Hydrogen sulphide can also be formed by sulphate reducing bacteria which utilize sulphate as a terminal electron acceptor in anaerobic respiration. Hydrogen sulphide can accumulate in toxic concentrations in area of rapid protein decomposition. It can react with metals to form insoluble metallic sulphides. The reduction of sulphates to H2S is done by sulphate reducing bacteria as Desulfovibrio, in biogeochemical cycling of sulphur.
Q.23. Which thermal vent communities are involved in sulphur cycling?
Ans: The thermal vents are the deep sea areas of volcanic activity and support the growth of unique biological communities that depend on chemoautotrophic metabolism for primary production. These include high densities of clams, mussels, vestimentiferan worms (marine tubeworms which lack digestive system), and other invertebrates.
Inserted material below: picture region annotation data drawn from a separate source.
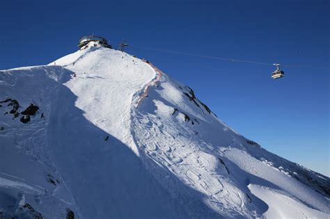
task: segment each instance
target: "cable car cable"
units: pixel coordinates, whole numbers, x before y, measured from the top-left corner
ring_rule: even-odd
[[[254,61],[245,60],[233,59],[233,58],[223,58],[223,57],[219,57],[219,56],[200,55],[200,54],[181,52],[181,51],[173,51],[173,50],[165,50],[165,49],[153,49],[153,48],[139,47],[139,46],[132,46],[131,44],[129,45],[129,47],[132,47],[132,48],[152,50],[152,51],[160,51],[160,52],[166,52],[166,53],[171,53],[171,54],[174,54],[186,55],[186,56],[199,57],[199,58],[218,59],[218,60],[228,60],[228,61],[232,61],[232,62],[239,62],[239,63],[245,63],[263,65],[274,65],[273,63],[266,63],[254,62]],[[329,66],[315,66],[315,65],[313,65],[313,66],[309,65],[308,66],[308,65],[281,65],[281,66],[285,66],[285,67],[318,67],[318,68],[320,68],[320,68],[329,68]]]

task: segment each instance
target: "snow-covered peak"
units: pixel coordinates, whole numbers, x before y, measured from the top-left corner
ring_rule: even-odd
[[[0,217],[329,217],[328,177],[147,60],[88,47],[0,71]]]

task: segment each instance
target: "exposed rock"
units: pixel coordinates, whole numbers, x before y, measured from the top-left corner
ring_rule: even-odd
[[[29,115],[23,115],[19,120],[23,123],[28,123],[30,122],[30,116]]]
[[[38,106],[33,105],[33,104],[31,104],[23,112],[21,113],[22,115],[34,115],[36,113],[39,109]]]

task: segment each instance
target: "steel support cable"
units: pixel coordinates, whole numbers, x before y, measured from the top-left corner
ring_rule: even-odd
[[[136,48],[136,49],[148,49],[152,51],[157,51],[160,52],[166,52],[171,53],[174,54],[178,55],[186,55],[194,57],[199,57],[199,58],[212,58],[212,59],[218,59],[222,60],[228,60],[232,62],[239,62],[239,63],[250,63],[250,64],[256,64],[256,65],[273,65],[273,63],[260,63],[260,62],[254,62],[254,61],[249,61],[245,60],[239,60],[239,59],[234,59],[230,58],[223,58],[223,57],[218,57],[218,56],[205,56],[205,55],[200,55],[191,53],[186,53],[186,52],[181,52],[178,51],[172,51],[172,50],[165,50],[165,49],[152,49],[149,47],[138,47],[138,46],[132,46],[129,45],[132,48]],[[321,67],[321,68],[329,68],[329,66],[308,66],[308,65],[281,65],[281,66],[286,66],[286,67]]]

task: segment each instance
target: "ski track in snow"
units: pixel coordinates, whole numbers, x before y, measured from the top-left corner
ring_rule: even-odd
[[[50,218],[68,208],[81,218],[330,217],[328,177],[248,143],[189,88],[125,53],[91,47],[0,71],[0,91],[19,111],[40,107],[26,124],[0,107],[0,213],[29,203]]]

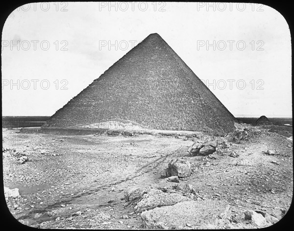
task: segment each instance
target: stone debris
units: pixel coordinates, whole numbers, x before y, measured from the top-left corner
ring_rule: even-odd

It is interesting to note that energetically, entire vent community is supported by the chemoautotrophic oxidation of reduced sulphur mainly by Beggiatoa, Thiomicrospora and other sulphide and sulphur oxidisers.
The methane produced from reduction of CO2 with geothermally produced hydrogen by extremely thermopile Methanococcus species has been detected from anoxid hydrothermal fluids, is also oxidized by methanotrophic bacteria which supply additional carbon and energy input for the vent ecosystem.
Q.24. What are tube worms?
Ans: The tube worms are Riftia pachypthil about a metre in length which grow extensively near deep – sea thermal vents have no guts. The red brown colour of the worms is due to form or haemoglobin which provides oxygen and hydrogen sulphide to chemoautotrophic bacteria which grow inside the tissue of tube worms. Begiatoa grow between the strands of tube worms and other chemoautotrophic bacteria on trophosome (a spongy tissue) of tube worms.